GPU is available and will be used: NVIDIA A100 80GB PCIe MIG 2g.20gb


In [10]:
train_data_tokens = list(map(lambda e: tokenize(e), train_data))
eval_data_tokens = list(map(lambda e: tokenize(e), eval_data))
test_data_tokens = list(map(lambda e: tokenize(e), test_data))

all_train_data_tokens = list(map(lambda e: tokenize(e), all_train_data))


all_data_tokens = list(map(lambda e: tokenize(e), all_data))

In [11]:
vocab = get_vocab(all_data_tokens)

In [12]:
word_index = dict(zip(vocab, range(len(vocab))))

In [13]:
embeddings_index = {}
with open(GLOVE_FILE, encoding='utf-8') as f:
    for line in f:
        word, coefs = line.split(maxsplit=1)
        coefs = np.fromstring(coefs, "f", sep=" ")
        embeddings_index[word] = coefs
print(f"Found {len(embeddings_index)} word vectors.")

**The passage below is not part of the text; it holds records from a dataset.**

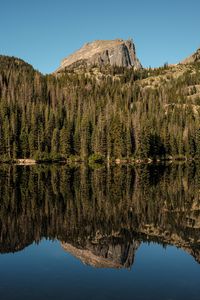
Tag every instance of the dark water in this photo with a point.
(118, 233)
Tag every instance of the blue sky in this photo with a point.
(42, 32)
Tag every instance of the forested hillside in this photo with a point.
(103, 112)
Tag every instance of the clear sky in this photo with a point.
(42, 32)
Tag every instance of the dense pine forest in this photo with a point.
(99, 113)
(98, 207)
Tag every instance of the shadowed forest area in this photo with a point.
(99, 112)
(100, 210)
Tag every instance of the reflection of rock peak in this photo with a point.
(104, 255)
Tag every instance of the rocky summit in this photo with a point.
(117, 52)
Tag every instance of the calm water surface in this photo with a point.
(118, 233)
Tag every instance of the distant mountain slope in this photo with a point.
(104, 52)
(195, 57)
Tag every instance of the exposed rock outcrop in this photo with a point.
(104, 52)
(104, 253)
(195, 57)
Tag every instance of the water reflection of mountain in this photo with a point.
(100, 216)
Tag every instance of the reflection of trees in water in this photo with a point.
(98, 209)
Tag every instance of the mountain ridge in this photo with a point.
(116, 52)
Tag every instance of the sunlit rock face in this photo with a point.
(104, 52)
(105, 253)
(195, 57)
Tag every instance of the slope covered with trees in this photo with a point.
(103, 112)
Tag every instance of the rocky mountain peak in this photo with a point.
(116, 52)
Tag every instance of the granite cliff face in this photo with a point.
(195, 57)
(104, 52)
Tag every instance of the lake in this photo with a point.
(103, 233)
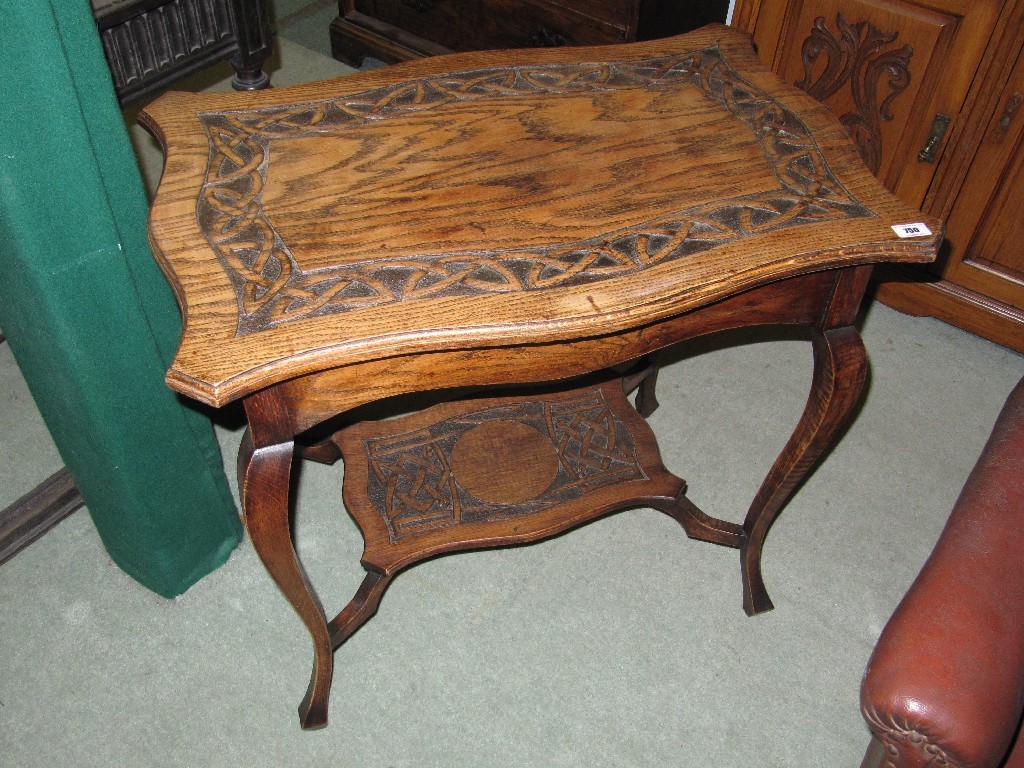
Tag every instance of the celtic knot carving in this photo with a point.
(272, 289)
(414, 488)
(856, 56)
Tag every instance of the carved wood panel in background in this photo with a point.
(859, 56)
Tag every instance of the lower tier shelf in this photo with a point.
(506, 470)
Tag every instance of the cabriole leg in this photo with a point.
(265, 473)
(840, 374)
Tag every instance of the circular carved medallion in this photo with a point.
(504, 462)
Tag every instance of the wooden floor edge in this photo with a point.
(36, 512)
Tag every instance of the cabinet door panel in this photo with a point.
(887, 68)
(985, 228)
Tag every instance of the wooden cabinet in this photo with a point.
(931, 92)
(398, 30)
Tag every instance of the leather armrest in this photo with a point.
(946, 678)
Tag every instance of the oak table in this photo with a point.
(548, 219)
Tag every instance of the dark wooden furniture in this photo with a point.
(398, 30)
(943, 685)
(932, 92)
(150, 44)
(506, 218)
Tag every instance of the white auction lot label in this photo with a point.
(911, 230)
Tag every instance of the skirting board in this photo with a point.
(36, 512)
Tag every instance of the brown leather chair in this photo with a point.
(945, 684)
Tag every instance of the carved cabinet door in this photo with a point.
(985, 226)
(895, 72)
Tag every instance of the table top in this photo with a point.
(497, 199)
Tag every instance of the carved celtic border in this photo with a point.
(272, 289)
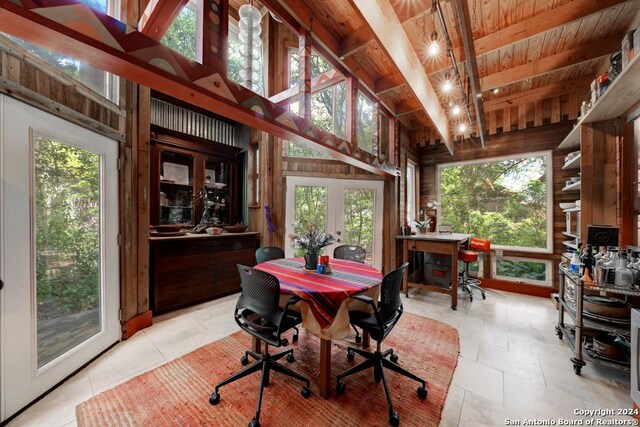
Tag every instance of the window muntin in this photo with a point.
(366, 123)
(507, 200)
(411, 194)
(523, 270)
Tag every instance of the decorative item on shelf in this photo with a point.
(312, 241)
(422, 226)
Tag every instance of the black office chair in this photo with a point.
(350, 253)
(268, 253)
(257, 312)
(379, 323)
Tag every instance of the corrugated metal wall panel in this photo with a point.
(191, 123)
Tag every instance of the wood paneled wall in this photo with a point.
(520, 113)
(516, 142)
(30, 80)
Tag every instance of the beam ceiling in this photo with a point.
(384, 22)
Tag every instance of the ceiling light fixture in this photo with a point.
(434, 46)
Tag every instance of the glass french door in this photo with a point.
(59, 253)
(351, 210)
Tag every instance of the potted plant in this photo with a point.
(312, 241)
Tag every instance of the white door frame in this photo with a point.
(335, 203)
(21, 381)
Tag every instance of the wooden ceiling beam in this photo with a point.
(384, 23)
(158, 17)
(542, 92)
(406, 11)
(98, 39)
(553, 62)
(545, 21)
(462, 8)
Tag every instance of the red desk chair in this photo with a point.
(467, 256)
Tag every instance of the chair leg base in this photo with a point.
(379, 362)
(265, 364)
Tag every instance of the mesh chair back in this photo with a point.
(350, 253)
(260, 293)
(390, 300)
(268, 253)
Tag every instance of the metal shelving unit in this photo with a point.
(575, 334)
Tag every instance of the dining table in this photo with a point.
(325, 300)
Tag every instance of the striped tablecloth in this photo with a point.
(324, 293)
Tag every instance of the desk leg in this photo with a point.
(454, 278)
(325, 368)
(256, 345)
(405, 275)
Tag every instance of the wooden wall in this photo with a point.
(556, 103)
(516, 142)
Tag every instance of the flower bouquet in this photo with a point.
(312, 241)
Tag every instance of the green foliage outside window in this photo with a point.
(504, 201)
(67, 229)
(524, 270)
(181, 35)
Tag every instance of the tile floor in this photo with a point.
(511, 365)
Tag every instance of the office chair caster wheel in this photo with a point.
(422, 392)
(214, 399)
(306, 392)
(394, 419)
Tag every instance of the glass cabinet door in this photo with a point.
(176, 188)
(217, 184)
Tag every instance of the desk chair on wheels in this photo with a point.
(257, 312)
(379, 324)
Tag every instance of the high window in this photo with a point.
(507, 200)
(182, 35)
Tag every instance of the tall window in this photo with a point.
(507, 200)
(412, 191)
(182, 35)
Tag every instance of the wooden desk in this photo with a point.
(438, 243)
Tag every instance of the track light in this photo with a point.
(434, 46)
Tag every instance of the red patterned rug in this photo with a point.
(177, 393)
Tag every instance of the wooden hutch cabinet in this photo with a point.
(192, 178)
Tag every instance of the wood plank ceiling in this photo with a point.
(521, 46)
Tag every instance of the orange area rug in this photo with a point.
(177, 393)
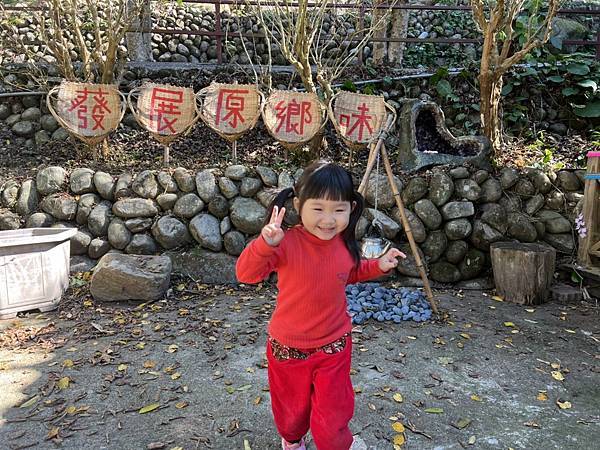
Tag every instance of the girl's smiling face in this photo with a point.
(324, 218)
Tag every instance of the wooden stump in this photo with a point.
(523, 272)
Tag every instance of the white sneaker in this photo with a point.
(358, 443)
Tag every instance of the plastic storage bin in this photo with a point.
(34, 268)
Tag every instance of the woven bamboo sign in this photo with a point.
(293, 117)
(88, 111)
(165, 111)
(357, 117)
(230, 109)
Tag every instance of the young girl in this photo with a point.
(309, 344)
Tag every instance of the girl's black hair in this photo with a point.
(326, 180)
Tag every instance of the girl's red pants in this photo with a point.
(314, 393)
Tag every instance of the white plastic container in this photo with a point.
(34, 268)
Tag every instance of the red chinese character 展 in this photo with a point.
(362, 121)
(98, 110)
(234, 105)
(163, 102)
(294, 115)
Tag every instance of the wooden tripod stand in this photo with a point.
(373, 153)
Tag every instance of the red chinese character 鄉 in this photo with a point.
(293, 110)
(362, 120)
(98, 110)
(234, 105)
(163, 103)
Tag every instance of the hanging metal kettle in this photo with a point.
(373, 244)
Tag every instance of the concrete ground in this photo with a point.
(189, 373)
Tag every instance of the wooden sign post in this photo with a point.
(166, 111)
(90, 112)
(293, 118)
(230, 110)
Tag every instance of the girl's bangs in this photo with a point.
(329, 183)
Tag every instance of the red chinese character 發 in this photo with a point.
(234, 105)
(362, 120)
(163, 102)
(98, 110)
(293, 110)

Found 400000 word vectors.


In [14]:
print(len(vocab))

14621


In [15]:
num_tokens = len(vocab) + 2
embedding_dim = 300
hits = 0
misses = 0
embedding_matrix = np.zeros((num_tokens, embedding_dim))

for word, i in word_index.items():
    embedding_vector = embeddings_index.get(word)
    if embedding_vector is not None:
        embedding_matrix[i] = embedding_vector
        hits += 1
    else:
        misses += 1
embedding_matrix = torch.tensor(embedding_matrix, dtype=torch.float32)
print(f"Converted {hits} words ({misses})")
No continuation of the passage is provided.